Encryption 101

Encryption at Rest¶

An example is a password on a laptop
- If the laptop is stolen, the data is already encrypted and useless.
Commonly within cloud environments. Even if someone could find and access the base storage device, they can't do anything with it.
Only one entity involved

Encryption in Transit¶

An encryption tunnel outside the raw data.
Anyone looking from the outside will only see a stream of scrambled data.
Used when there are multiple parties or systems at play.

Terms¶

plaintext: unencrypted data not limited to text
key: a password
ciphertext: encrypted data generated by an algorithm from plaintext and a key

Symmetric Encryption¶

The key is handed from one entity to another before the data. This is difficult because the key needs to be transferred securely. If the data is time sensitive, the key needs to be arranged beforehand.

Asymmetric Encryption¶

public key: cannot decrypt data but can generate ciphertext
private key: can decrypt data encrypted by the public key
- the public key is uploaded to cloud storage.
- the data is encrypted and sent back to the original entity.
- the private key can decrypt the data.

This is secure because stolen public keys can only encrypt data. Private keys must be handled securely.

Signing¶

Encryption by itself does not prove who encrypted the data.
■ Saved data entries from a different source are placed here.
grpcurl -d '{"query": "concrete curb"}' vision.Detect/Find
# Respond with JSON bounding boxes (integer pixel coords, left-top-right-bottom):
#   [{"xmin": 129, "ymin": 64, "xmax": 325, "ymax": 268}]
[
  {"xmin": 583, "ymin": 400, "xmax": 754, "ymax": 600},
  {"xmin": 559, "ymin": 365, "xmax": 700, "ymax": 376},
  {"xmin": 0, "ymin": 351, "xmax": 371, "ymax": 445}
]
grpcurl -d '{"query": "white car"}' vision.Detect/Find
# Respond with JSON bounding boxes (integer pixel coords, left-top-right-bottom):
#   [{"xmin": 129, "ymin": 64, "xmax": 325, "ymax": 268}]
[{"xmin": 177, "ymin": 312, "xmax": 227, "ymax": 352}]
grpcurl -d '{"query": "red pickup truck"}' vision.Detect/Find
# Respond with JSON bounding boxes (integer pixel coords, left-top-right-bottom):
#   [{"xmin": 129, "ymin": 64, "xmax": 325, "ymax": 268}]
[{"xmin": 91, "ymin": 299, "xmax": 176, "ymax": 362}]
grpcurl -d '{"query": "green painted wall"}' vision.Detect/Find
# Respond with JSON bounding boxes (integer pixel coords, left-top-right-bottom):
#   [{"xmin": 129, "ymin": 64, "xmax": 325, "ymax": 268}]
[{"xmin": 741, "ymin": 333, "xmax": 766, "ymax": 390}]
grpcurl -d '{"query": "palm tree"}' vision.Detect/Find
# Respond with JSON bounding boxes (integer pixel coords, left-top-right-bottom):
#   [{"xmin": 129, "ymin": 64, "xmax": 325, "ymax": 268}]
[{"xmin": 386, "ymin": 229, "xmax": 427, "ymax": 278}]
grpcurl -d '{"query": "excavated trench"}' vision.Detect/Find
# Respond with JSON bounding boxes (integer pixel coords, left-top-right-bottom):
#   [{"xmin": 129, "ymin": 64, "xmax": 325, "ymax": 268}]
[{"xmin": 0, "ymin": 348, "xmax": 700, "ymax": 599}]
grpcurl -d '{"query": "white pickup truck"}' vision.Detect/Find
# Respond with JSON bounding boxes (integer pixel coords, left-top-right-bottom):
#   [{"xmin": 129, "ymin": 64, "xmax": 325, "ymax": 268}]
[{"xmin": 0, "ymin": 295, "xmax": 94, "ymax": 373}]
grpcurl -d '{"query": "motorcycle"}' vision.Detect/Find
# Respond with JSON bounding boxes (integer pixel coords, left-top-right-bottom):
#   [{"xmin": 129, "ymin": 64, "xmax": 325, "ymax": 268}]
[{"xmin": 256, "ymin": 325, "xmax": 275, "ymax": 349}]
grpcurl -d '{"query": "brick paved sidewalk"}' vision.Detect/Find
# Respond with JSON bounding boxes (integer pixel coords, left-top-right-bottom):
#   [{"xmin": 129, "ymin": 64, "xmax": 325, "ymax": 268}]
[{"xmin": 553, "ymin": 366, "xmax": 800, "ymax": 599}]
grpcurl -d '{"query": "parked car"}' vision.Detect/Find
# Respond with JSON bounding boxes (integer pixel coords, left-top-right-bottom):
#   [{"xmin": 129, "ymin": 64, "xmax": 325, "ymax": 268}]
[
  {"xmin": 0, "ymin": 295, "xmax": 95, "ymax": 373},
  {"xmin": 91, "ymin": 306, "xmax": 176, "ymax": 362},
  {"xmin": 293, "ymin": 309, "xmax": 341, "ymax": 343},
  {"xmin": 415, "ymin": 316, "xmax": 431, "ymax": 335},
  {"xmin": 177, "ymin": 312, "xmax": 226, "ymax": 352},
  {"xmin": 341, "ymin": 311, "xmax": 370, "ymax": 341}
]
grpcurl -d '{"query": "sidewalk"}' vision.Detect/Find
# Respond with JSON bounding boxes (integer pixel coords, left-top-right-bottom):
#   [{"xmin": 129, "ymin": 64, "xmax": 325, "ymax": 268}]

An entity can sign a message with their private key
Their public key is hosted in an accessible location.
The receiving party can use the public key to confirm who sent the message.

Steganography¶

Encryption is obvious when used. There is no denying that the data was encrypted. Someone could force you to decrypt the data packet.

A file can be hidden in an image or other file. Is more difficult to find the message unless you know what to look for.

One party would take another party's public key and encrypt some data to create ciphertext. That ciphertext can be hidden in another file so long as both parties know how the data will be hidden.